Rare-earth metal hydrides supported by silicon-bridged boratabenzene fluorenyl ligands: synthesis, structure and reactivity.

作者信息

Wang Chunhong, Xiang Li, Leng Xuebing, Chen Yaofeng

机构信息

State Key Laboratory of Organometallic Chemistry, Shanghai Institute of Organic Chemistry, Chinese Academy of Sciences, 345 Lingling Road, Shanghai 200032, People's Republic of China.

出版信息

Dalton Trans. 2017 Jan 24;46(4):1218-1227. doi: 10.1039/c6dt04441g.

DOI:10.1039/c6dt04441g
PMID:28058416
Abstract

The reactions of rare-earth metal benzyl complexes supported by silicon-bridged boratabenzene fluorenyl ligands with PhSiH in toluene gave the corresponding dinuclear hydrides [{μ-[MeSi(CH)(CHBNEt)]}Ln(μ-H)(THF)] (3-Ln; Ln = La, Nd, Gd), wherein the rare-earth metal ions are linked by both silicon-bridged boratabenzene fluorenyl ligands and hydrido ligands. The reactivity of these hydrides toward unsaturated substrates was studied. Among these, alkynides [{μ-[MeSi(CH)(CHBNEt)]}Ln(μ-CCPh)] (4-Ln; Ln = La, Nd) were obtained via the σ-bond metathesis reaction, when 3-Ln (Ln = La, Nd) was treated with phenylacetylene. While reacting with 3-hexyne, the mono-addition product {μ-[MeSi(CH)(CHBNEt)]}Ln[μ-C(Et)[double bond, length as m-dash]C(H)Et] (5-Ln; Ln = La, Nd) was formed.
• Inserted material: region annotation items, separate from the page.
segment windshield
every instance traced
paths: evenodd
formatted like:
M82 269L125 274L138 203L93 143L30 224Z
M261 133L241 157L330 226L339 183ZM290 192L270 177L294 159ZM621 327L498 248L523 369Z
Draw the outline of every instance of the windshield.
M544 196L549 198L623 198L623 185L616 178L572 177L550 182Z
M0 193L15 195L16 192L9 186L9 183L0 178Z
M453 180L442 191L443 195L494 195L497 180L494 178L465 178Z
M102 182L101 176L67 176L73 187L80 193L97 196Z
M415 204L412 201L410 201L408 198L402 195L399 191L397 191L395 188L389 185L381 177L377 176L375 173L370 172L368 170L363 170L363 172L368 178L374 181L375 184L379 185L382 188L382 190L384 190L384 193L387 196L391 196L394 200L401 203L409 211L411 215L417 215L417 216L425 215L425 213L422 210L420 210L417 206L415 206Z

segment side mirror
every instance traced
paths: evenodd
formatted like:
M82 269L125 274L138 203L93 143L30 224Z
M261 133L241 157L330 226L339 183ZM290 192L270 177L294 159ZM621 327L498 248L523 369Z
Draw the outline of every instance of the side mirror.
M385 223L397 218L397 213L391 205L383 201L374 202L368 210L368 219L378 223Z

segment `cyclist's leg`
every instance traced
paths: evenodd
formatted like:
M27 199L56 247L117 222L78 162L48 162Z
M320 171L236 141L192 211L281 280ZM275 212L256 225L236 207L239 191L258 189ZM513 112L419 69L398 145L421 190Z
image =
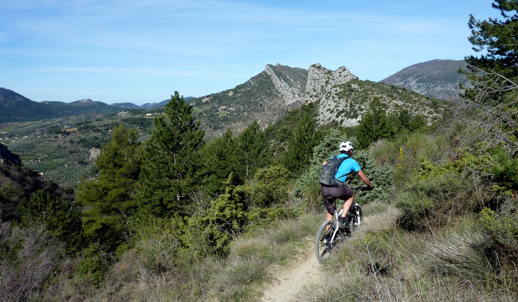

Further investigations on the reactivity of 3-La displayed that benzonitrile and tert-butyl isonitrile readily inserted into the La-H bonds, affording an azomethine complex [{μ-[MeSi(CH)(CHBNEt)]}La{μ-N[double bond, length as m-dash]C(H)Ph}] (6-La) and an N-tert-butylformimidoyl complex [{μ-[MeSi(CH)(CHBNEt)]}La{μ,η-C(H)[double bond, length as m-dash]NBu}] (7-La), respectively. The reaction with N,N'-diisopropylcarbodiimide at room temperature or at 75 °C gave a dimeric complex {μ-[MeSi(CH)(CHBNEt)]}La[μ-N(Pr)CHN(Pr)] (8-La) or a monomeric complex [MeSi(CH)(CHBNEt)]La[N(Pr)CHN(Pr)] (9-La), respectively.

摘要

由硅桥联硼杂苯芴基配体支撑的稀土金属苄基配合物与甲苯中的PhSiH反应,生成了相应的双核氢化物[{μ-[MeSi(CH)(CHBNEt)]}Ln(μ-H)(THF)] (3-Ln;Ln = La、Nd、Gd),其中稀土金属离子通过硅桥联硼杂苯芴基配体和氢化物配体相连。研究了这些氢化物对不饱和底物的反应活性。其中,当用苯乙炔处理3-Ln (Ln = La、Nd)时,通过σ键复分解反应得到了炔化物[{μ-[MeSi(CH)(CHBNEt)]}Ln(μ-CCPh)] (4-Ln;Ln = La、Nd)。与3-己炔反应时,形成了单加成产物{μ-[MeSi(CH)(CHBNEt)]}Ln[μ-C(Et)[双键,长度为m破折号]C(H)Et] (5-Ln;Ln = La、Nd)。对3-La反应活性的进一步研究表明,苯甲腈和叔丁基异腈很容易插入到La-H键中,分别得到一个甲亚胺配合物[{μ-[MeSi(CH)(CHBNEt)]}La{μ-N[双键,长度为m破折号]C(H)Ph}] (6-La)和一个N-叔丁基甲脒基配合物[{μ-[MeSi(CH)(CHBNEt)]}La{μ,η-C(H)[双键,长度为m破折号]NBu}] (7-La)。在室温或75°C下与N,N'-二异丙基碳二亚胺反应,分别得到一个二聚配合物{μ-[MeSi(CH)(CHBNEt)]}La[μ-N(Pr)CHN(Pr)] (8-La)或一个单体配合物[MeSi(CH)(CHBNEt)]La[N(Pr)CHN(Pr)] (9-La)。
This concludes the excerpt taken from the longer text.